Data Deduplication is a storage method that eliminates redundant data to free storage space. The redundant data are replaced by a pointer to the data. So in this topic I apply this method on my VMM Library that takes a lot of disk space on my lab storage (ISO, VHDX and so on).
Requirements for Data Deduplication
The below information are taken from this MSDN topic.
Data deduplication is supported only on the following:
- Windows Server operating systems beginning with Windows Server 2012
- NTFS data volumes
- Cluster shared volume file system (CSVFS) supporting virtual desktop infrastructure (VDI) workloads beginning with Windows Server 2012 R2
Deduplication is not supported on:
- System or boot volumes
- Remote mapped or remote mounted drives
- Cluster shared volume file system (CSVFS) for non-VDI workloads or any workloads on Windows Server 2012
- Files approaching or larger than 1 TB in size.
- Volumes approaching or larger than 64 TB in size
Deduplication skips over the following files:
- System-state files
- Encrypted files
- Files with extended attributes
- Files whose size is less than 32 KB
- Reparse points (that are not data deduplication reparse points)
Install Data Deduplication service role
To install the Data Deduplication service role, run as Administrator a PowerShell console and execute the below command:
Add-WindowsFeature -name FS-Data Deduplication
Enable the Data Deduplication
On my VMM library servers, I have a D: volume where I store ISO, VHDX and so on. So I will enable the Data Deduplication on this volume.

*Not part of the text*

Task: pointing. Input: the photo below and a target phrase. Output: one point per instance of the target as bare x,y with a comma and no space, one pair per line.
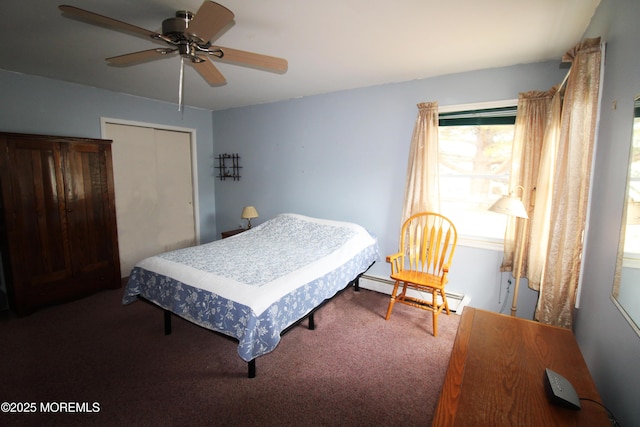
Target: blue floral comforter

To enable it, open the Server Manager and navigate to File Servers and Volumes. Right click on the volume where you want to enable the Data Deduplication and select Configure Data Deduplication.
Next select Data Deduplication for General purpose file server. Then you can choose to exclude files from the deduplication process. Next select Set Deduplication Schedule.
Next I enable background optimization to run Data Deduplication at low priority. However I enable also the throughput optimization to run the deduplication at normal priority on schedule.
To enable and schedule the Data Deduplication as above, you can run the below PowerShell script.
enable-dedupVolume "D:" New-DedupSchedule -Name "ThroughputOptimization" ` -Type Optimization ` -DurationHours 6 ` -days Mon, Tues, Wed, Thurs, Fri, Sat, Sun ` -Start 12:00am
Run the Data Deduplication process
With the above configuration the Data Deduplication is running at low priority. To run at normal priority the deduplication process, you can wait the schedule or you can run the below command:
start-dedupjob D:\ -Type Optimization
You can get the Deduplication status with this command:
Get-DedupStatus
You can also get this report from the Server Manager.
Compact the VHDX
If you use a Dynamic VHDX and you want to save space onto the VHDX storage, you can compact the virtual hard disk. However to optimize the VHDX, the related VM must be shutdown. So I run this small script to stop the VM, compact the disk and start again the VM.
$VMName = "VMFLS02" $VHDName = "VMFLS02-LIB" $VMObj = Get-VM $VMName Write-Host "Stopping $VMName virtual machine" Stop-VM $VMObj $VHDX = Get-VHD -VMID $VMObj.id | Where-Object {$_.Path -like "*$VHDName*"} if ($VHDX.VHDType -notmatch "Dynamic"){ Write-Host "Your VHDX type is not dynamic. Can't optimize disk" Exit } Else{ Write-Host "Optimizing $(($VHDX.Path))..." Optimize-VHD $VHDX.Path -Mode Full } Write-Host "Starting $VMName virtual machine" start-VM $VMObj
Before running the above script, the VHDX size was 56,8 GB.
After the VHDX compacting, the disk usage is 14GB. My lab storage says “Thank you :)”.